I. The Oplog: The Distributed State Ledger

The Oplog (Operations Log) is a capped collection (local.oplog.rs) that stores a rolling record of all data-modifying operations. It is the foundational ledger that drives replication.

  • Idempotency: Every entry in the Oplog is idempotent. This ensures that if a secondary applies the same Oplog entry twice (e.g., after a network interruption), the database state remains consistent.
  • Size & Performance: The Oplog size should be configured based on the cluster's write throughput. If the Oplog is too small, a secondary that goes offline for maintenance may "fall off" the Oplog (the oldest entries are overwritten), requiring an expensive Full Initial Sync.

II. Election Mechanics & Raft Consensus

MongoDB uses the Raft Consensus Algorithm (Protocol Version 1) to manage elections and maintain a single Primary node.

  • Heartbeats & Failover: Nodes exchange heartbeats every 2 seconds. If the Primary fails to respond within 10 seconds, the secondaries initiate an election.
  • Priority & Votes: Nodes with higher priority are more likely to be elected Primary. Only nodes with votes: 1 can participate in the quorum.
  • Terms: Elections are divided into logical "Terms." A Primary only remains valid as long as its term is current. This prevents "Stale Primaries" from accepting writes after a network partition.

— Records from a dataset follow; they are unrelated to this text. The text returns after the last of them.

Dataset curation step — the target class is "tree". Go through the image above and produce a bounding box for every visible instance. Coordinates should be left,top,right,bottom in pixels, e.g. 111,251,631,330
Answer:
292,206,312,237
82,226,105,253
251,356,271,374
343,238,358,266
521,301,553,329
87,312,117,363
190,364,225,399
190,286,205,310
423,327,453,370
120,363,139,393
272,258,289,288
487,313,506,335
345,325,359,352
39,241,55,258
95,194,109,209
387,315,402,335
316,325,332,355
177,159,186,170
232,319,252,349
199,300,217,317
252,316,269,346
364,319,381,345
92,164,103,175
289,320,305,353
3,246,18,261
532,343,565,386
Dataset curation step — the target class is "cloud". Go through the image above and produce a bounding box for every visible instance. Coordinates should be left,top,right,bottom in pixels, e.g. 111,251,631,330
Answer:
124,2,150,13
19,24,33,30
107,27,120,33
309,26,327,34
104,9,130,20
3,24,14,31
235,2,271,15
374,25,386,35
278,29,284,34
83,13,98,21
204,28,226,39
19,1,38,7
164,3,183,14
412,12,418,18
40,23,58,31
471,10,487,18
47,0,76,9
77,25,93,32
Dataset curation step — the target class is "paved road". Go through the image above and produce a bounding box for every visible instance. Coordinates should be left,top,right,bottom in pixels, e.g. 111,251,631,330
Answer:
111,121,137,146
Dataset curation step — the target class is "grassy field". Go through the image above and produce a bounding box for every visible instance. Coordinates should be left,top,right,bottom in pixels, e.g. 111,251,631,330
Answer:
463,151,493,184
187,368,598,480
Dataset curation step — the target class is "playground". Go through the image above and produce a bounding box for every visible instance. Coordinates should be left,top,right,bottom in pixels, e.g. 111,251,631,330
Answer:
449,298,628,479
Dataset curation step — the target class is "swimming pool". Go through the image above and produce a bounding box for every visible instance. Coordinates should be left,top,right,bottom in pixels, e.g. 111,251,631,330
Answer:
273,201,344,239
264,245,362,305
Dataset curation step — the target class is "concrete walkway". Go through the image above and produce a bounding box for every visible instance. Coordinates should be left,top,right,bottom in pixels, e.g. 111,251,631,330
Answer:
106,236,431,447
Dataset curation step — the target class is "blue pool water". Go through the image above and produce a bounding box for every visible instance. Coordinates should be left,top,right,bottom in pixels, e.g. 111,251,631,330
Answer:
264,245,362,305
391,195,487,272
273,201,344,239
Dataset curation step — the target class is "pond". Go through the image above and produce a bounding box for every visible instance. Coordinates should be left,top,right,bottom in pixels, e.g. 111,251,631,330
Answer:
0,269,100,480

Primary (Term 5)Writes EnabledSecondary AFetcher ThreadSecondary BMulti-threaded Apply


III. Oplog Tailing: Fetcher vs. Applier

Secondaries perform replication using two primary internal processes:

  1. Oplog Fetcher: A single-threaded process that "tails" the Primary's Oplog using a getMore query. It retrieves batches of operations and places them in an in-memory buffer.
  2. Oplog Applier: A multi-threaded pool that takes batches from the buffer and applies them to the data files. To maintain consistency, operations on the same document are always applied in order, while operations on different documents are parallelized.

IV. Production Anti-Patterns

  • The Lone Primary (w:1): Relying on w:1 for critical data. If the Primary crashes before replication, the data is lost. Always use w:majority.
  • Chained Replication Disabled: Disabling chained replication in cross-region clusters. This forces every secondary to fetch from the Primary, saturating its network.
  • Static Oplog Allocation: Using a fixed, small Oplog in a high-growth cluster. As write volume increases, the "Oplog Window" (time until entries are overwritten) shrinks, risking replication failure.

V. Performance Bottlenecks

  • Secondary CPU Saturation: If the Oplog Applier threads cannot keep up with the Primary's write volume, the secondary will fall behind, causing Replication Lag.
  • Network Jitter in Quorum: High network latency between nodes can cause heartbeats to fail, triggering "Election Flapping" and cluster instability.
  • IOPS Saturation during Initial Sync: Adding a new node to a multi-terabyte cluster triggers an initial sync that can consume 100% of the disk and network bandwidth for hours.